Re: facultative linking and libraries. ...
On Thu, Jun 21, 2001 at 09:30:52PM -0700, Thomas Bushnell, BSG wrote:
> Sven LUTHER <email@example.com> writes:
> > This causes no problem, because the QPL is not incompatible with the LGPL,
> > but it is with the GPL. So there is no possibility to link it with
> > libreadline, isn't it ?
> You are correct: such a combination is not allowed if the licenses are
Thought so, ...
> > As i see it, every user could then build from source the package with
> > libreadline support, and use it for himself, but not redistribute it. Any
> > distribution of the package would have to be with libreadline support
> > disabled, or else be in source only format (making it non-free).
> Who does the linking is irrelevant. There is no work-around; that's
> the point.
Err, my understanding was that anything is compatible with the GPL, but that
the GPL just stops you from distributing it without complying with the GPL, i
am right with it ?
It is perfectly well to use the GPL in any in-house development, linking it
with whatever you like, as long as it stays in-house.
Also, my real question was that there was some interpretation of the GPL which
allowed providing hooks for doing the linking with incompatible libraries, but
not providing it by default, something about the Motif/Lesstif stuff, i think.
Anyway, would it be possible to write a patch so _i_ can link with
libreadline, install it on my box, and use it in-house ?
I can easily see a problem with this. Imagine a debian package with such a
patch, where all but the final linking with readline is done, and this last
linking is done in the postinst or something such. I don't think this is
conformant to debian policy, but it is legal, isn't it ?

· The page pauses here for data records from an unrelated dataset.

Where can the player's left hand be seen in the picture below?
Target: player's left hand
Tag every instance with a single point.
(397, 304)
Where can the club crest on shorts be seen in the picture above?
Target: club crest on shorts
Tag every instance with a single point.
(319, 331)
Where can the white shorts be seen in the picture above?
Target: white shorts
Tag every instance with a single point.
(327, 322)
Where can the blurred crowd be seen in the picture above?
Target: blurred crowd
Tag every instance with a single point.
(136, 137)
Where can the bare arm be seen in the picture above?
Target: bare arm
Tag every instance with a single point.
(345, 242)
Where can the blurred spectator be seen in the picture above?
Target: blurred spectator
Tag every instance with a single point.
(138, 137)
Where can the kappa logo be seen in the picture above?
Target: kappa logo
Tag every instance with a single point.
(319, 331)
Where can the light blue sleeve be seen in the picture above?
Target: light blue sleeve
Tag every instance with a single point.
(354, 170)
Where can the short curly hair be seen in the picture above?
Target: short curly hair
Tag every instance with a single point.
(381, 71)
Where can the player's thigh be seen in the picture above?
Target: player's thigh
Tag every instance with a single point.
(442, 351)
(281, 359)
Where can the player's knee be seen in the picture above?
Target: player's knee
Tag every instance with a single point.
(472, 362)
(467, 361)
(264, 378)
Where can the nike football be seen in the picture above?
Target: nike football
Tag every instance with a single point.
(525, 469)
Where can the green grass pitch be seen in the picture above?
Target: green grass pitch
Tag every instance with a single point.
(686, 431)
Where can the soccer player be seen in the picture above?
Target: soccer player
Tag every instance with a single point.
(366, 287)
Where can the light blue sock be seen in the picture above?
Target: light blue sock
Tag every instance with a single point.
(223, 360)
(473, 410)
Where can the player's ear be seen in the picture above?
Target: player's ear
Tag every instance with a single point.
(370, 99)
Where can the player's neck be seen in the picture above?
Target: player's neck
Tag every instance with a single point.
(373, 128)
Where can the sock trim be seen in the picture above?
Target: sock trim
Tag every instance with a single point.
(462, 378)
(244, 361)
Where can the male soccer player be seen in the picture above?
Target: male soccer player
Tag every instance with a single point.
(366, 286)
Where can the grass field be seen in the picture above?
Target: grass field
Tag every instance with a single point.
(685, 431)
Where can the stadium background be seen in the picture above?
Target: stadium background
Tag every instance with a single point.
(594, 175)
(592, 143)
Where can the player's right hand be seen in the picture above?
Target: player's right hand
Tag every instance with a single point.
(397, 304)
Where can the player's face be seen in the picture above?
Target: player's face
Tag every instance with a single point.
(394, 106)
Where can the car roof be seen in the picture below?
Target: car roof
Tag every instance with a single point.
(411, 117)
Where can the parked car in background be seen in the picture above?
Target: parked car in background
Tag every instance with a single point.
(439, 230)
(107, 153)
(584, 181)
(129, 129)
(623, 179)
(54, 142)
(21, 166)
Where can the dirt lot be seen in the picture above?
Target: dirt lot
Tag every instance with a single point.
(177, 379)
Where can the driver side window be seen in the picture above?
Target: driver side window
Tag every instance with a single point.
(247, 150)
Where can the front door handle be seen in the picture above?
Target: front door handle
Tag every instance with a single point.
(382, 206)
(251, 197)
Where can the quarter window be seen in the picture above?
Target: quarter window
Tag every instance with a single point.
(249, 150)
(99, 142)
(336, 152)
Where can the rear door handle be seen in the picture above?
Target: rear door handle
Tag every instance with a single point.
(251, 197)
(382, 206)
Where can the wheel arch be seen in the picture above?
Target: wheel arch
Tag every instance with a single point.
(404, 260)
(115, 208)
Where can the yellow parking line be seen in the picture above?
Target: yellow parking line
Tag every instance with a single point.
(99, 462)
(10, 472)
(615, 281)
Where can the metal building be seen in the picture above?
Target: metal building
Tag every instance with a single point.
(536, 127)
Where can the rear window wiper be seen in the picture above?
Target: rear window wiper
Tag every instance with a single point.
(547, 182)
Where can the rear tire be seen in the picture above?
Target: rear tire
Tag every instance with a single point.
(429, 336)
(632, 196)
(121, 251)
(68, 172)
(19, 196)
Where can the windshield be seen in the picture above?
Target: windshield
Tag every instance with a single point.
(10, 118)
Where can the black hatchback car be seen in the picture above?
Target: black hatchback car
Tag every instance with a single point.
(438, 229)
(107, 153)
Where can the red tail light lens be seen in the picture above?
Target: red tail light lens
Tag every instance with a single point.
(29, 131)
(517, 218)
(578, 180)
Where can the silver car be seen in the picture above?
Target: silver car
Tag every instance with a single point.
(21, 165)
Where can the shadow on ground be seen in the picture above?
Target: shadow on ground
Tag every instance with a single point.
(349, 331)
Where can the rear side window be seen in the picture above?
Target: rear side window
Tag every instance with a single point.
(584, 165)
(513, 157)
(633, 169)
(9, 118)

> > Any insight on this that i could forward to the upstream authors to request
> > such a feature or not ?
> Ask them to release the software under a license compatible with the
Well, right now they are more enclined in re-implementing libreadline than
releasing the stuff under the GPL. They already did the effort of releasing it
under a mixed LGPL/QPL licence, which is an improvement on their previous
licencing scheme (passing from what i can judge from the no licence (and
limboesk legal status) to the only pristine source + patch). I don't feel like
pushing them on it, after all what right have i to force them to release their
code under the GPL.
The real problem is that it is a pain for the user to use a toplevel
interpreter without propper input history support. The authors couldn't care
less, and don't want (yet) to release the few files from the toplevel
interpreter uinder the gpl. But this again may change later, especially if
they loose some of the ideological fears they may have on the GPL.
Anyway, thanks for the response, altough it don't really respond my question.